This is a fantasy story from Astrid Lindgren, and it is a little different to the stories she is perhaps best known for today. The Brothers Lionheart has less emphasis on comedy and the every day, instead transporting us to a new world that is both similar and different to our own and is the site of an epic struggle between good and evil as Lindgren adds a darker edge to her writing. Beautiful descriptions of Cherry Valley and the idyllic cottage where the boys live are set against depictions of a fearful dragon and a cruel tyrant. Lindgren also proves to be the mistress of sinister suspense, really building the terrifying dragon by making us fear her name and letting us hear her dreadful scream before we eventually see her.
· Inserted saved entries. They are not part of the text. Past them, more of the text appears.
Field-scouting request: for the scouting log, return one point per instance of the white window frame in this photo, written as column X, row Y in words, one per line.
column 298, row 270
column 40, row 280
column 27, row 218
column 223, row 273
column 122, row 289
Good versus evil aside, the relationship between Jonathan and Karl is definitely the centrepiece of this story. Writing as the younger brother Karl, Lindgren pitches her narrative perfectly. She writes simply, with a clear vocabulary and touches her readers through what she has her characters say, rather than how they say it. In character as Karl, Lindgren shows the strength of love between the brothers, the admiration that Karl has for Jonathan and the bravery that both boys show. All the more powerful for being told simply, the story of their brotherly love is incredibly moving in places.
As with her 1954 fantasy story , Mio’s Kingdom - which is probably aimed at a slightly younger audience- the darker edge to this novel means that some children may find it a hard read. Death is dealt with sensitively and gently but those reading a bit ahead of their years might not be mature enough to fully appreciate the way Lindgren looks at this, or at the bravery and the relationship between Karl and Jonathan. As a fantasy work, The Brothers Lionheart also shows how much Astrid Lindgren had developed since she wrote Mio’s Kingdom. The later work is less of a straightforward fairy tale and although Lindgren writes as a young child in both, Karl’s narrative voice is far more sophisticated.
The Brothers Lionheart is a beautiful story, artfully told and Lindgren fans should definitely try it if only to see a different side to an author best remembered for characters like Pippi Longstocking or Karlson.